NSW Chief Health Officer Kerrie Chant will address Lismore Council tomorrow to try to convince them that fluoride is a safe and important public health initiative.

Dr Chant said it was important NSW Health made their position clear to councillors that fluoridating the drinking water supply was the most “socially equitable way to expose people to the benefits of fluoride”.

She said Lismore had a rate of hospital admissions for the removal of teeth in children aged 0-4 that was more than double the NSW average. “That’s in that group of very young children who can’t sit in a dentist’s chair to have teeth removed and have to have them removed under anaesthetic, but one of the important things for the community to realise is that the benefits (of fluoride) accrue not only in children, but in adults as well,” Dr Chant said.

She said it was “quite appropriate” for there to be a debate in the community, but that the NSW Department of Health had a role to provide the community with accurate, reliable information.

Also addressing Lismore Council will be prominent local doctor Sue Page, who compared the misinformation campaign around fluoride with that of the anti-vaccination lobby.

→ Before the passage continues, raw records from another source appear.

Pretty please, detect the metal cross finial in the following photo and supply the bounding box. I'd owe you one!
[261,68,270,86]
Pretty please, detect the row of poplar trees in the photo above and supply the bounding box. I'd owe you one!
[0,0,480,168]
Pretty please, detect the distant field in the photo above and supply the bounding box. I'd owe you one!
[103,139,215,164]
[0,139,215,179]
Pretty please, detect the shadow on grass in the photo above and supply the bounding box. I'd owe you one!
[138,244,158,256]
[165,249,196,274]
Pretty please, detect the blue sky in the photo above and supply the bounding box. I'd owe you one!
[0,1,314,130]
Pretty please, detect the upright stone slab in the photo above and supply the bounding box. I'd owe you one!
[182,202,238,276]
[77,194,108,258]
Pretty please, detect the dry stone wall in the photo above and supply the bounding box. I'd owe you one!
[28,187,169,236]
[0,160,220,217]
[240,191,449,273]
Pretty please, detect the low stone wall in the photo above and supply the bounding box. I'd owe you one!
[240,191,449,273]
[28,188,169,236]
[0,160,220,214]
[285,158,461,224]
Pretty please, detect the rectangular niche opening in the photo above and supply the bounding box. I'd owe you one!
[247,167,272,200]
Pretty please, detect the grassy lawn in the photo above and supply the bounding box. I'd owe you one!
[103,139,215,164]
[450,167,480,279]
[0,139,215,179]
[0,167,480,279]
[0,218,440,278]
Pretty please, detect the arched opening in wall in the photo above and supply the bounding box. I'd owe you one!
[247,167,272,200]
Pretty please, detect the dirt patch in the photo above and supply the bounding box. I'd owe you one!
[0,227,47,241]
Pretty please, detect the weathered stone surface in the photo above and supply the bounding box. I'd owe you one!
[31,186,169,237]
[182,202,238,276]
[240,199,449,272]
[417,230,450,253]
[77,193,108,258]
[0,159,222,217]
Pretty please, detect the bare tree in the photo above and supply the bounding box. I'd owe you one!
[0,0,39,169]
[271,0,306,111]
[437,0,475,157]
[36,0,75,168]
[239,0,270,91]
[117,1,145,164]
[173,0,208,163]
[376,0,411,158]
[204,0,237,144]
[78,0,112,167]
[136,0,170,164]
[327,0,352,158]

“We live in an area where there is perhaps a higher concentration of alternative view points, but the level of misinformation that is on the internet and being sent to people is at the point where I think it is mischievous and wrong.”

Dr Page has been a strong advocate for fluoridation for many years after seeing “so many kids with really bad teeth”.

She said higher rates of tooth decay were common in lower socio-economic regions, but the levels occurring here were far worse than compar- able areas with fluoride.

“Having looked at the research, nothing is as effective at improving the teeth of low-income families as fluoride in the drinking water. It’s a no-brainer,” she said.